Fictional 15 richest

  1. Scrooge McDuck – $65.4 billion
  2. Smaug – $54.1 billion
  3. Carlisle Cullen – $46.0 billion
  4. Tony Stark – $12.4 billion
  5. Charles Foster Kane – $11.2 billion
  6. Bruce Wayne – $9.2 billion
  7. Richie Rich – $5.8 billion
  8. Christian Grey – $2.2 billion
  9. Tywin Lannister – $1.8 billion
  10. C. Montgomery Burns – $1.5 billion
  11. Walden Schmidt – $1.3 billion
  12. Lara Croft – $1.3 billion
  13. Mr Monopoly – $1.2 billion
  14. Lady Mary Crawley – $1.1 billion
  15. Jay Gatsby – $1.0 billion (Source: Fictional 15, 2013) Total = $215.5 billion

Let’s compare that to the real-life Richie McRiches.

Real 15 richest

  1. Jeff Bezos – $131 billion
  2. Bill Gates – $96.5 billion
  3. Warren Buffett – $82.5 billion
  4. Bernard Arnault (and family) – $76 billion
  5. Carlos Slim Helu (and family) – $64 billion
  6. Amancio Ortega – $62.7 billion
  7. Larry Ellison – $62.5 billion
  8. Mark Zuckerberg – $62.3 billion
  9. Michael Bloomberg – $55.5 billion
  10. Larry Page – $50.8 billion
  11. Charles ‘f@#k the environment’ Koch – $50.5 billion
  12. David ‘f@#k poor people’ Koch – $50.5 billion
  13. Mukesh Ambani – $50 billion
  14. Sergey Brin – $49.8 billion
  15. Francoise Bettencourt Meyers (and family) – $49.3 billion (Source) Total = $993.9 billion

On the fictional list, we have a literal 350-year-old blood-sucking parasite who had several lifetimes to accumulate his wealth. Another is the image we conjure up when we think of rich people. One character even has rich in his name twice. Yet for all of their billions, they aren’t matching it with the real-life billionaires.

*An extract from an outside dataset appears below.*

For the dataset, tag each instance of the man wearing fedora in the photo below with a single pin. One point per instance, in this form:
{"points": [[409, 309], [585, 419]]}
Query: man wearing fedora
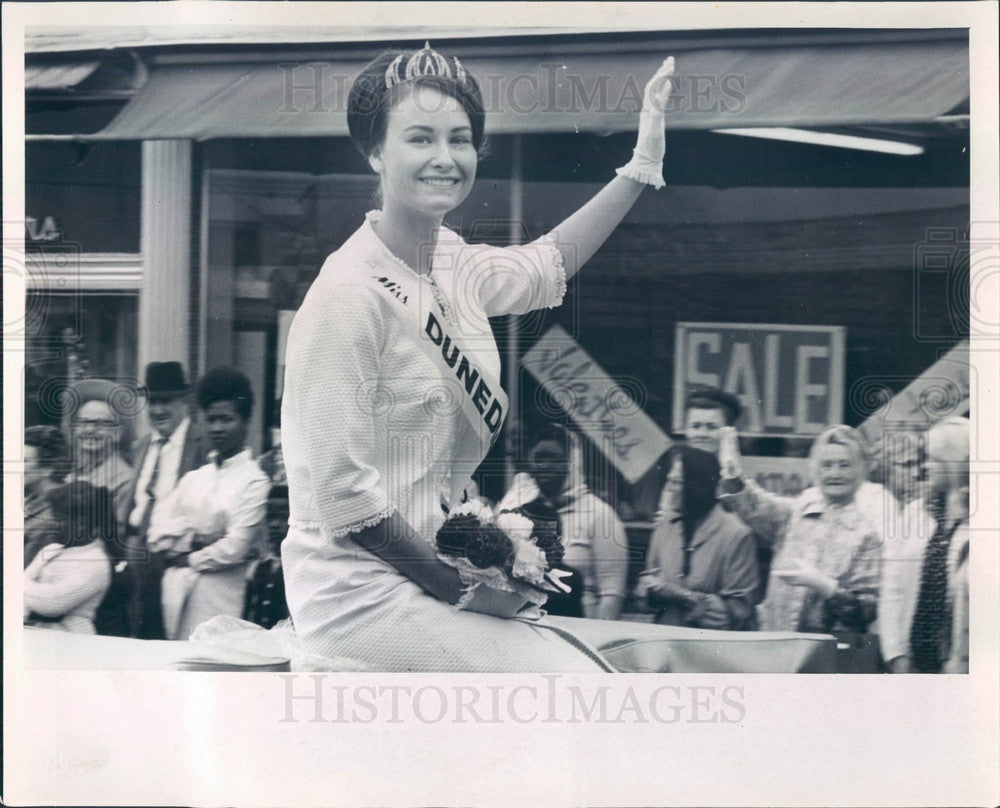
{"points": [[176, 445]]}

It says something that the richest fictional character has half as much money as the richest man in the real world. And the total worth of the Top 15s couldn’t be more different. All of the world’s authors couldn’t come up with a list of the wealthiest characters with as much money as their real-life counterparts ($215 vs $994 billion!!).

But the worst part is the real-life billionaires. Do we see Jeff Bezos swimming in a giant vault of money? Does he even own a giant vault? What type of pathetic billionaire is he? Too busy stopping his workers unionising to enjoy a swim in his money is what he is. Bill Gates has not once tried to scare dwarves away from his mountain of gold, on the plus side, he isn’t a gold hoarding dragon. And will we ever see the Warren Buffet spanking a college newspaper reporter sex tape, and will that be hotter than the 50 Shades of Grey movies?

What about superheroes? Zuckerberg isn’t donning a cowl and fighting crime, he’s too busy selling elections. Tony Stark was fighting to save the planet, the Koch brothers only seem to have time to see the planet burn. Would it kill them both – or at least one more – to try to build an arc reactor?

Authors may not be able to imagine ridiculous levels of wealth for their characters, but billionaires seem equally unable to imagine doing something worthwhile with their billions.